In 2020 you just never know, which is why no one exhales until getting the green light before pregame warmups. Only then can a team breathe easy and show its hand.

Or, in the case of No. 3 Ohio State, show its hand and still not breathe easy. The Buckeyes laid down a full house in an empty stadium early against No. 9 Indiana on Saturday. Justin Fields to Garrett Wilson for 65 yards on the Buckeyes’ first play from scrimmage. Then Fields to Wilson for 10 yards and six points on the second play. Bang. Bang. Touchdown.

Ohio State survived a three-interception game from quarterback Justin Fields (1) but was pleased with every one of his 78 yards rushing.

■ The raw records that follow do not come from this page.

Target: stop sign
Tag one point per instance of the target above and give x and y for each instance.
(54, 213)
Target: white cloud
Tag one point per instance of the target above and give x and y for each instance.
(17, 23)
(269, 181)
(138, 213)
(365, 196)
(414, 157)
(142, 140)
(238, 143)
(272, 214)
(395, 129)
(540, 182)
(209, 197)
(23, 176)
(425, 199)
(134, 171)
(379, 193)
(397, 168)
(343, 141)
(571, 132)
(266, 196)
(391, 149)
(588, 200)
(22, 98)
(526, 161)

Pack your bags, Hoosiers. Collect your parting gift at the door and better luck next time. But then … Fields throws three interceptions — I did not make that up — and the Buckeyes’ dominance ebbs and flows until with five seconds remaining they are one Hail Michael Penix Jr. from going to overtime. Or worse.

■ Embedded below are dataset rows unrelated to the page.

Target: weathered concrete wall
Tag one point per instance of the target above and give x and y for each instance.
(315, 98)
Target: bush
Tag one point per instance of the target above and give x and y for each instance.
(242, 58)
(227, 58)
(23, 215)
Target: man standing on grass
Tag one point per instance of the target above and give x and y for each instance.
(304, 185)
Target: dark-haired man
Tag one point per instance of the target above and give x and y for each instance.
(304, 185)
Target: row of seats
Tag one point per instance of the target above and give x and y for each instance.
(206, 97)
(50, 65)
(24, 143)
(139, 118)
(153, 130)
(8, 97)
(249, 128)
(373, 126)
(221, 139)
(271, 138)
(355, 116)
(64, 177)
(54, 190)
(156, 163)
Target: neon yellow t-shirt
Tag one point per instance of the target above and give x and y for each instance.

Final: Ohio State 42-35. Indiana is for real. Or maybe Ohio State’s defense is not? Let’s say both. Luckily for the Buckeyes, Woody-ball turned up just in time.

Woody Hayes famously said three things can happen when you throw the ball, and two of them are bad. Never mind that these Buckeyes usually do the third thing incredibly well.

Hey, the Old Man hailed from a different era, when the offensive playbook repeated the same line over and over, like Jack Torrance’s novel from “The Shining," except this repeat read “Three yards and a cloud of dust.” (Aside: I’ve always wondered why it wasn’t four yards instead of three, so the offense didn’t need to go for it on fourth down.)

But I digress. Woody would have loved Buckeyes tailback Master Teague. Two arms on the ball. Lower the shoulder. A locomotive looking for a penny on the tracks. Turns out Ryan Day loved him some Master on Saturday, too. Then again, the Ohio State coach appreciates anyone who can take the pressure off his first love — the passing game.

Day dreams in rainbows, arcing beauties formed by Fields to Wilson and Chris Olave. But he also knows the Buckeyes need a running game if they are to win a national championship, especially on days like Saturday when Fields was not striking the Heisman pose.

About that, in this shortened season the bronze trophy may have slipped from Fields’ grasp after his three interceptions spoiled an otherwise respectable performance, when he threw for 300 yards and two touchdowns. The junior entered with a chance to impress voters and separate from Clemson quarterback Trevor Lawrence, who lost a third game — the first two to COVID — when Florida State pulled the plug.

“I didn’t play well,” Fields said. “I made bad decisions but we got the (win) and that’s all that matters.”

Fields was due a bumpy game, but for those seeking silver linings his legs worked well against IU (78 yards rushing and a touchdown), which is significant given the need for a potent running game. The combination of Teague (career-best 169 yards on 26 attempts), Fields and Trey Sermon (60 yards) need to fairly approximate the 2019 production of J.K. Dobbins, who rushed for 2,000 yards. It was the first time since last Nov. 23 against Penn State that the Buckeyes had more yards rushing (307) than passing (300).

Teague is the most important runner of the three, a workhorse who needs to keep showing just enough thoroughbred to turn this offense into something consistently spectacular.

Ohio State running back Master Teague (33) lowers his head to score his second touchdown against Indiana, on a 1-yard run in the second quarter.

"One part of the game I do have is that capability of home run hitter," Teague said of his 41-yard touchdown run that made it 14-7 in the second quarter. "I just haven't been able to (show) it yet."

As for the defense, specifically pass defense, whoops. Clearly, the loss of safety Jordan Fuller to the NFL left a hole in need of more than a simple spackling job. And while the defensive line and linebackers are strong against the run — IU rushed for minus-1 yard — it lacks the dynamic pass rush of the Bosa brothers or a Chase Young. Ohio State allowed Penix to throw for 491 yards and five touchdowns. Keep an eye on this issue.

Overall, Ohio State showed running game want-to while avoiding a crushing loss. Now, how to keep dodging the virus?